The Workshop was structured around a number of discussion sessions so that all attendees had the opportunity to participate. Evelyn O’Connor from the Department of Public Expenditure and Reform introduced the Workshop, highlighting the current status of the Open Data initiative and outlining the various activities that are underway.

This was followed by the first discussion session, focusing on six particular domains: transport, heritage, geospatial, fiscal, local government, and natural hazards / flooding. The NDRC venue leant itself perfectly to facilitating the parallel roundtables, with each group setting up in a different area.

We next heard from a number of organisations on how they were currently using public-sector information and what are the challenges they are facing. Oisin Ryan of LocalMint, Vinnie Quinn of Evercam and Valerie Vetter of Aftering discussed the time-savings their start-ups could realise with Open Data, as well as the added-value it could bring to their innovative products. Eamonn O’Neill, data scientist at the internationally recognised organisation The Web Summit, presented the potential use of Open Data for data analytics and business intelligence. Nuala Haughey from the Think Tank TASC talked about the importance of Open Data for a transparent and accountable public sector.
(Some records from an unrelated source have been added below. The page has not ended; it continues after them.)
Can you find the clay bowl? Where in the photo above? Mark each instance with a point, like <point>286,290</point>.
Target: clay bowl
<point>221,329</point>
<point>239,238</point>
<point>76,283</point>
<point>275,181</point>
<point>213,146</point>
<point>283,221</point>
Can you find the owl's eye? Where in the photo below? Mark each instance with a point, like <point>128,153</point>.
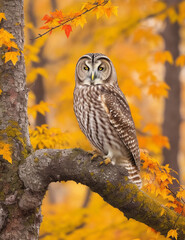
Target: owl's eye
<point>100,68</point>
<point>86,68</point>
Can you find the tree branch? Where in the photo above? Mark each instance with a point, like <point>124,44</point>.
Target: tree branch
<point>110,182</point>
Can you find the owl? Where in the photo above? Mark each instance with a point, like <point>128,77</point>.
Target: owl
<point>104,115</point>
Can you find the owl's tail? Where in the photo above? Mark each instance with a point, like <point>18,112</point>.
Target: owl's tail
<point>133,174</point>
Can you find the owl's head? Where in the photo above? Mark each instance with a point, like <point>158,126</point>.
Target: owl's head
<point>95,68</point>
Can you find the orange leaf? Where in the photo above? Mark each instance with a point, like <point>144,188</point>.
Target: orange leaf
<point>11,56</point>
<point>67,29</point>
<point>180,61</point>
<point>162,57</point>
<point>47,18</point>
<point>172,233</point>
<point>2,15</point>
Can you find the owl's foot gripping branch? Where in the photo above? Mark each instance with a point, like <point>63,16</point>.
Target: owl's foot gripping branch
<point>110,182</point>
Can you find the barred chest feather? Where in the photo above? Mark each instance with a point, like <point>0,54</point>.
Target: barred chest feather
<point>94,122</point>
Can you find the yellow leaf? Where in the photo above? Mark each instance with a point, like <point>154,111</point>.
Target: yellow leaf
<point>172,233</point>
<point>31,77</point>
<point>152,128</point>
<point>111,10</point>
<point>11,56</point>
<point>172,14</point>
<point>162,212</point>
<point>81,21</point>
<point>180,61</point>
<point>99,11</point>
<point>181,194</point>
<point>5,151</point>
<point>162,57</point>
<point>2,16</point>
<point>159,89</point>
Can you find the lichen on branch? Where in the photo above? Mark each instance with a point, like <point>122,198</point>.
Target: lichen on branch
<point>110,182</point>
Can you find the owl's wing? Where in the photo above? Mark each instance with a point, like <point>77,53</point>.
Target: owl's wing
<point>116,106</point>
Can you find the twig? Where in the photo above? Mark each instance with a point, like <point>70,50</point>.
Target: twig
<point>71,19</point>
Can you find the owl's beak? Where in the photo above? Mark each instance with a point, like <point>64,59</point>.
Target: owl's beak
<point>92,76</point>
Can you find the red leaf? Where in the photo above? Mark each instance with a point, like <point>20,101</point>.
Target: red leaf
<point>67,29</point>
The second discussion session focused on general aspects of Open Data, namely: Open Data Licensing, Open Research Data & Non-Tabular Digital Content, Open Data Portal, Priority Domains to Target, and Open Data Access: APIs vs. Bulk Downloads.
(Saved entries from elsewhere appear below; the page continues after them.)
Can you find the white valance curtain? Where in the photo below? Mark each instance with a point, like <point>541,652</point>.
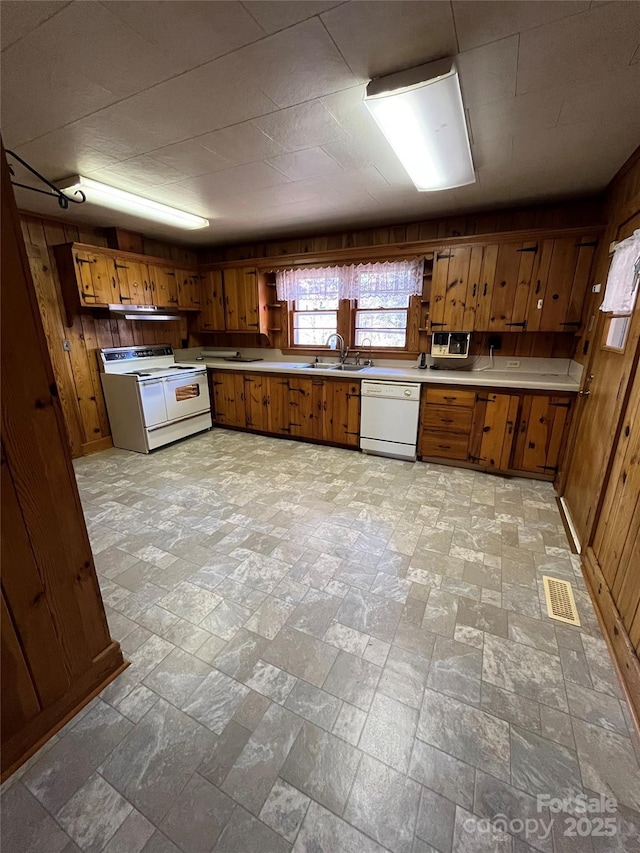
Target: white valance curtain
<point>372,285</point>
<point>623,280</point>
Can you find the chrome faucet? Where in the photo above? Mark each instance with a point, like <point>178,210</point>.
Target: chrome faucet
<point>343,350</point>
<point>368,361</point>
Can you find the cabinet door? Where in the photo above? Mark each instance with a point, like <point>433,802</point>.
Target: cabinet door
<point>187,282</point>
<point>196,283</point>
<point>96,284</point>
<point>504,297</point>
<point>212,313</point>
<point>559,288</point>
<point>241,300</point>
<point>256,396</point>
<point>133,279</point>
<point>341,412</point>
<point>494,422</point>
<point>454,288</point>
<point>278,405</point>
<point>305,407</point>
<point>228,397</point>
<point>164,286</point>
<point>541,427</point>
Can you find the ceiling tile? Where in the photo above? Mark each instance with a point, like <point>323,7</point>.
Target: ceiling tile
<point>479,22</point>
<point>139,172</point>
<point>606,99</point>
<point>18,18</point>
<point>241,143</point>
<point>581,47</point>
<point>488,73</point>
<point>295,65</point>
<point>189,32</point>
<point>303,126</point>
<point>274,15</point>
<point>366,179</point>
<point>234,181</point>
<point>534,110</point>
<point>57,155</point>
<point>201,100</point>
<point>309,163</point>
<point>380,38</point>
<point>191,158</point>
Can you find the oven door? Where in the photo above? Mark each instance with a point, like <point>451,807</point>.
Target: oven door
<point>186,395</point>
<point>154,408</point>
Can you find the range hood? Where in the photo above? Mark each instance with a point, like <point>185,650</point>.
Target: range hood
<point>141,312</point>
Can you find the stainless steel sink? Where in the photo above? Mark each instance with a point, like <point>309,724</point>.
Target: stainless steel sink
<point>350,367</point>
<point>318,365</point>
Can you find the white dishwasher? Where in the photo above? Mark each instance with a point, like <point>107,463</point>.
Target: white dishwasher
<point>389,418</point>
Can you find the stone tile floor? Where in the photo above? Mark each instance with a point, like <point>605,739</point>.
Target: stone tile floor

A number of common themes ran through both discussion sessions, such as the need for standardised, machine-readable data, the importance of metadata, and the benefits of real-time data and APIs. Some of the datasets that emerged as being high-value were townland/administrative boundary data, road and terrain data, crime statistics and weather data. Many challenges were discussed in the different groups, for example, licensing, ownership of aggregated data, resources and the capacity of public bodies to publish data, compliance with data protection, and ensuring data is up-to-date.

Through the discussions, a number of opportunities for promoting Open Data in Ireland were also discussed. Local Enterprise Offices were identified as potential regional supporters of Open Data Initiatives. Requirements from the EU could act as a driver for Open Data, for example, through directives or through compliance with Eurostat or EU-funded projects guidelines. Some ideas for moving forward with Open Data included putting in place workflows for newly-created data to be automatically published as Open Data, as well as improving the feedback mechanism on the portal.

The Workshop produced many fruitful discussions, many of which were cut short due to time constraints. The scribe notes from the Workshop can be found here.  It is vital to continue these conversations – at future workshops, online, or via public consultations, such as the recent consultation on Licensing found here.